February 6, 2023

Could venture builders be the key to building successful startups in a downturn?

The expertise, strategic alliance and resources of venture builders isn’t just guiding startups through an economic storm — it’s growing them in it


4 min read

Sponsored by

Integrated Management Systems (IMS)
Anastasios Papadopoulos, CEO and founder of IMS Digital Ventures

World Bank president, David Malpass, recently warned of a “long-lasting slowdown”. For startups, it’s a tough context to thrive in. Prices are rising, public spending has dipped and layoffs are rife. 

More than ever, the people backing startups have a responsibility to the organisation and its people. But while traditional investors are generally trying to push entrepreneurs to show a clear path to profitability, they may not have the resources or bandwidth to help steer them through the choppy waters.

Venture builders (or startup studios), however, are emerging as a much needed life line for startups. These investors are businesses that use their own internal resources and networks to nurture startups’ growth. They were popular before the downturn too — playing an important role in the innovation of names like Medium and Venmo.
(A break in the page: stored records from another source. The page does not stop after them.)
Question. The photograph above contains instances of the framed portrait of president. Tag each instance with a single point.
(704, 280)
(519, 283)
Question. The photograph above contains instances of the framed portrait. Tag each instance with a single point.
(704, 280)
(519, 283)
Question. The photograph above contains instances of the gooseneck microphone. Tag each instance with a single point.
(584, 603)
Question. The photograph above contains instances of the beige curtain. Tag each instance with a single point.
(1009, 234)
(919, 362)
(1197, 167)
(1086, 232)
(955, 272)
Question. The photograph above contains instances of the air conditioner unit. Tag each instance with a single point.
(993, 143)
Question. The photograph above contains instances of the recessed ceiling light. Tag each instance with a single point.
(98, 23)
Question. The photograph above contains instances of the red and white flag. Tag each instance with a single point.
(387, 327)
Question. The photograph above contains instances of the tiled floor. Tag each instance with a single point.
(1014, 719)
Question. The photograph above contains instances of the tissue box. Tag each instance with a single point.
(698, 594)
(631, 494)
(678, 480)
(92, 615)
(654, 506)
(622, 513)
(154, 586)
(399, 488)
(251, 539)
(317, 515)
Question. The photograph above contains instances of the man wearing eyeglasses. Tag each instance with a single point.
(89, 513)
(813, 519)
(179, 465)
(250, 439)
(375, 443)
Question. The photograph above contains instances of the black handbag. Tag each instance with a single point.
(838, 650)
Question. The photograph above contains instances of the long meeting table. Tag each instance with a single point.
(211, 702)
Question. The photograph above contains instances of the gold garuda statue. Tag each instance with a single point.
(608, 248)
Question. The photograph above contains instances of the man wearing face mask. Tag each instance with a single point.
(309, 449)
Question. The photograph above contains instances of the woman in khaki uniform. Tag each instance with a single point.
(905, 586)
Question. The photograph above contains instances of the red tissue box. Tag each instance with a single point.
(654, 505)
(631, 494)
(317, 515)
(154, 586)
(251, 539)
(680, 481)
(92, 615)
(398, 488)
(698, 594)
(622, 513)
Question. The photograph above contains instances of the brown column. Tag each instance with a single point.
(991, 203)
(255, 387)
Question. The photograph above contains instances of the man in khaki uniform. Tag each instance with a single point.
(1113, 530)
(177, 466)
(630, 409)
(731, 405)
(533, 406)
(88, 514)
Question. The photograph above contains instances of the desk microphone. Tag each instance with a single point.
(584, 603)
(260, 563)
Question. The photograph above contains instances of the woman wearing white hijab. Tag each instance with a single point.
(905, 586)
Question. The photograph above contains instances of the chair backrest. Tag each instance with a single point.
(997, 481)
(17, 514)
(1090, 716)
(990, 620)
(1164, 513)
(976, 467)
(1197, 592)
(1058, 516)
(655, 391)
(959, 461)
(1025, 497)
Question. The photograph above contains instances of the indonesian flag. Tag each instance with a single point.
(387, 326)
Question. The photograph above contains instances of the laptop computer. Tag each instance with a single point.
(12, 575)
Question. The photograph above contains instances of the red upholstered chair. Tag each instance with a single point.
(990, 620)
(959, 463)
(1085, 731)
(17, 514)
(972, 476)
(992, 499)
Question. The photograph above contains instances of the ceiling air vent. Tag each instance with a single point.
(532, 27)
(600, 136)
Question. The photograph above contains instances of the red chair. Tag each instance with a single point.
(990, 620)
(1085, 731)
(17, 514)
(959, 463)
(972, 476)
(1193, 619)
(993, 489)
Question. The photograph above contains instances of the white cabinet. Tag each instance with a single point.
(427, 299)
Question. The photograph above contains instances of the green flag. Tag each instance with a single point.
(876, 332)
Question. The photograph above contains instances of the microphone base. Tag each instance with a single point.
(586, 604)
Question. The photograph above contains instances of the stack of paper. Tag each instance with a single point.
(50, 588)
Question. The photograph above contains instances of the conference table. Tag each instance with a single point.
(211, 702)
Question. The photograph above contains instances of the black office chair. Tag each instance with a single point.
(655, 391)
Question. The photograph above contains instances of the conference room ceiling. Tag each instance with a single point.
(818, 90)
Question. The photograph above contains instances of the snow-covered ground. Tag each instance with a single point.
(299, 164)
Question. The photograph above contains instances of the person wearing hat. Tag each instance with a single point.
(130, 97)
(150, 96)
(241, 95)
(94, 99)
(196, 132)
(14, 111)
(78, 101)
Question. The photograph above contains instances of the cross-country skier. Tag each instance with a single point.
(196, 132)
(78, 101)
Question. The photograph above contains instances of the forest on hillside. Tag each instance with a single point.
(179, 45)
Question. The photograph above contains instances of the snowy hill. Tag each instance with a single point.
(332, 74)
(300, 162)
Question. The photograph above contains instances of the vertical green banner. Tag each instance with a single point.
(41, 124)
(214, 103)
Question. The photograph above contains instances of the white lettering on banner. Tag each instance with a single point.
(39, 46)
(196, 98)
Now, venture builders aren’t just a welcome alternative funding route, they have the potential to carve more resilient startups permanently. Here’s how.

Deep expertise keeps ventures afloat

Specific industry and tech knowledge is a valuable currency for founders in the current downturn — and venture builders have a wealth of it. 

So many innovative digital initiatives or tech projects fail not because the idea was flawed, but because the tech build was fallible

For example, venture builder IMS Digital Ventures’ team specialises in deeptech, particularly AI, blockchain, and SaaS in the B2B space. IMS engineers can help startups to ensure that the infrastructure they architect now is scalable in the future.

“So many innovative digital initiatives or tech projects fail not because the idea was flawed, but because the tech build was fallible,” says IMS founder and CEO, Anastasios Papadopoulos. “We mitigate that risk for tech startups, allowing us to create incredible products that are truly game-changing, whatever the market conditions.”

The scope of venture builders’ knowledge means they’re familiar with product ideas, business models and optimised go-to-market strategies — and can finetune these processes for startups. Traditional investors, on the other hand, may be more siloed in their experience, knowing only one business area particularly well. 

For Murray Holdgate, CEO of WhiskyGenius, an NFT marketplace and company in IMS Digital Ventures’ portfolio, working with a venture builder means “partnering with someone who has expertise that you can leverage across multiple competencies without having to hire a full time team”.  

A strategic alliance shapes a longer trajectory

Whereas traditional VCs can contribute their dollars and dash off (if they want to), venture builders have a vested interest in startups and their community. 

Papadopoulos says VCs often maximise their odds of success by investing in as many businesses as possible, while venture builders prefer selective strategic alliances. “By having skin in the game we can actively influence the future success of the company,” he says.

For Holdgate, this alliance approach is one of the reasons he chose to work with a venture builder. “I knew that IMS maintained high standards around tech and marketing, and that they were emotionally invested in WhiskyGenius,” he says. 

It’s difficult for startups to convince top talent to join their teams — especially before a capital raise

Ralph Chammah, CEO of Owl Gaze, a cybersecurity startup and another venture from IMS, agrees. 

“I knew that we could accelerate our path to success if we could find the right partner,” he says, adding how the strategic alliance opened doors when hiring. “It’s difficult for startups to convince top talent to join their teams — especially before a capital raise.”


Startups that form strategic alliances with venture builders can also attract further funding down the line, as investors can be reassured by venture builders’ track records and intimate mentoring.

Access to venture builders’ resources drives ROI

Startup decisions are extra critical in a downturn — the usual challenges are all amplified, as are the mistakes. Fortunately, venture builders have a unique ability to use their array of in-house resources to avoid costly mistakes and extra fees. 

For example, few startups can afford top-level chief technical officers or attract in-demand talent for technical roles — even less so in a downturn. A venture builder, though, can offer this expertise directly to founders.

Because we think like owners, we venture builders are able to deliver projects in a lean manner

In Owl Gaze’s case, IMS Digital Ventures guided the company in developing a product and establishing product-market fit with some landmark clients. The venture builder is now supporting Owl Gaze in penetrating new markets while growing the startup team.

“IMS Digital Ventures doesn’t just offer tech services, they also have a growth marketing team that has worked on creative projects for some of the world’s most recognised household names, and so assist our recruitment, accounting and sales processes,” says Chammah.

Papadopoulos explains that IMS isn’t trying to reinvent the wheel, but is leveraging existing technology where necessary and building atop of it to get startups to market faster. 

“Because we think like owners, we venture builders are able to deliver projects in a lean manner,” he says.  

But of course, it’s not all about costs. The downturn is a scary time for startups, and founders will inevitably look to their investors for as much help as possible. 

“Cash is great,” says Chammah. “But cash combined with mentorship, networks and resources is even better.”